Enfin, en ce lundi 8 avril 2019, « journée internationale des Rroms », nous appelons le gouvernement  français au devoir et à la responsabilité en termes de reconnaissance de l’antitsiganisme et de mise en oeuvre d’actions concrètes et durables pour le combattre. Si l’antitsiganisme en tant que racisme spécifique se manifeste par des discours de haine et des agressions à caractère raciste depuis l’individu lambda jusqu’aux responsables politiques de haut niveau, il est aussi diffus à tous les niveaux de la société et des administrations et constitue un obstacle majeur dans l’accès aux droits des personnes concernées (refus d’inscriptions scolaires, discrimination dans l’emploi, entraves dans l’accès la justice etc…)
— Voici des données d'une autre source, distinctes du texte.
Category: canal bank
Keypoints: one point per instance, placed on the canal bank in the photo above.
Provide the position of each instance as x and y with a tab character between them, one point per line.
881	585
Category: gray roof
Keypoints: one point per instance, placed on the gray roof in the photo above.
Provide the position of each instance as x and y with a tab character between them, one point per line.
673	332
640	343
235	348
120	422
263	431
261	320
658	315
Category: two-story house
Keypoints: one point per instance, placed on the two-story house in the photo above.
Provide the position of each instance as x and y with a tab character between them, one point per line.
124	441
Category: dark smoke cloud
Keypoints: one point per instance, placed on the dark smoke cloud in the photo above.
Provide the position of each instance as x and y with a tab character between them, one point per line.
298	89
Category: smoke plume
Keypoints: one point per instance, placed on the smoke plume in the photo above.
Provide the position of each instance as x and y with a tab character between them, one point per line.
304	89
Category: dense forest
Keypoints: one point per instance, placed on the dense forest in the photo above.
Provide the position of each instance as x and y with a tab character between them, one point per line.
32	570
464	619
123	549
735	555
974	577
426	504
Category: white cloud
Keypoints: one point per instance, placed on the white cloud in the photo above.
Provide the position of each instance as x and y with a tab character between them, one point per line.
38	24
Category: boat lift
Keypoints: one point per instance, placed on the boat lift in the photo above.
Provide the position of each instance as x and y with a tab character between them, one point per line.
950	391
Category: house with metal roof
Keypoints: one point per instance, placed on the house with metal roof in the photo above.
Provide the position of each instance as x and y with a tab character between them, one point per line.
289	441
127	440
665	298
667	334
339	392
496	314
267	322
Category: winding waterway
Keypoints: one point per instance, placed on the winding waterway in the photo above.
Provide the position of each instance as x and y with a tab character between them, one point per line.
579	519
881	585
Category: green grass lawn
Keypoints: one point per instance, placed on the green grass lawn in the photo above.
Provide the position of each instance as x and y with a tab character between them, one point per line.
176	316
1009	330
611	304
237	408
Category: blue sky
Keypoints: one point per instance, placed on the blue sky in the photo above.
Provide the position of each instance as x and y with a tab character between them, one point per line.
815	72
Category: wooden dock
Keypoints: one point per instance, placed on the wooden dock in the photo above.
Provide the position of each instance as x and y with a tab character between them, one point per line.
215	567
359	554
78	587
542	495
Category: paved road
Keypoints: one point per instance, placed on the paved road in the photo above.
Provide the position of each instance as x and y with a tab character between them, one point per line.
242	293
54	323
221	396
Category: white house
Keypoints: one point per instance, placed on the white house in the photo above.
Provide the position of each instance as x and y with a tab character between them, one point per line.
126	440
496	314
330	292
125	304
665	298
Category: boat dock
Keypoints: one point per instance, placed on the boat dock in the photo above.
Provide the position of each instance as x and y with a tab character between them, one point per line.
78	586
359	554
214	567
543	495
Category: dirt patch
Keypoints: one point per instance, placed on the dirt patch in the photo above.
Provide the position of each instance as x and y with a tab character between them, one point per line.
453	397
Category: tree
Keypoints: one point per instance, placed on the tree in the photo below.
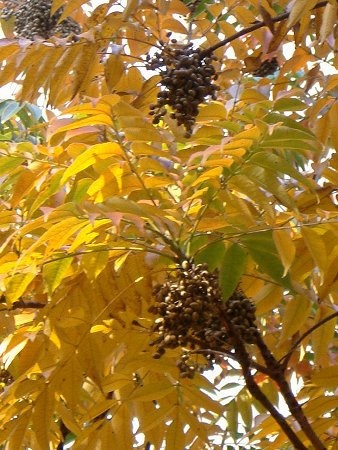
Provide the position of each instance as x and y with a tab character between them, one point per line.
177	212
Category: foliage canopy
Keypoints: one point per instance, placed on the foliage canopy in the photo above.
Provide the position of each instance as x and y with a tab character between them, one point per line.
99	204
Le 8 avril 2016, le Parlement européen adoptait une résolution demandant aux Etats membres, d’une part,  de mettre en œuvre la directive 2000/43/CE de la Commission européenne relative à la mise en œuvre du principe de l’égalité de traitement entre les personnes sans distinction de race ou d’origine ethnique, afin de prévenir et d’éliminer toute discrimination à l’encontre des Rroms, et d’autre part de mettre en œuvre un plan efficace de lutte contre l’antitsiganisme dans le cadre d’une stratégie d’intégration.

Le 1er janvier 2017, le gouvernement allemand reconnaissait l’antitsiganisme comme une catégorie à part entière dans le cadre de l’enregistrement des crimes de haine. Il instituait le 27 mars 2019, suite à un débat au parlement, une commission indépendante comptant 11 experts, chercheurs et praticiens, dont des hommes et des femmes appartenant aux groupes concernés par ce racisme spécifique, dotée de moyens importants, et d’un calendrier autonome. Il créait en outre un programme intitulé « Démocratie vivante » visant à financer un grand nombre d’initiatives à travers l’Allemagne pour combattre l’antitsiganisme  en ciblant en particulier le domaine de l’éducation.

Suite aux attaques récentes et à la menace en cours en France qui sont les conséquences de 20 ans de normalisation de l’antitsiganisme à tous les niveaux de la société, et de son déni. Il est grand temps que la République française, à l’exemple de son voisin allemand, reconnaisse la dignité humaine à ces enfants, femmes et les hommes ciblés par cette haine raciale spécifique. Concrètement, cela veut dire leur garantir dans les faits les droits que leur confèrent les principes fondamentaux de la République et les valeurs de l’Union.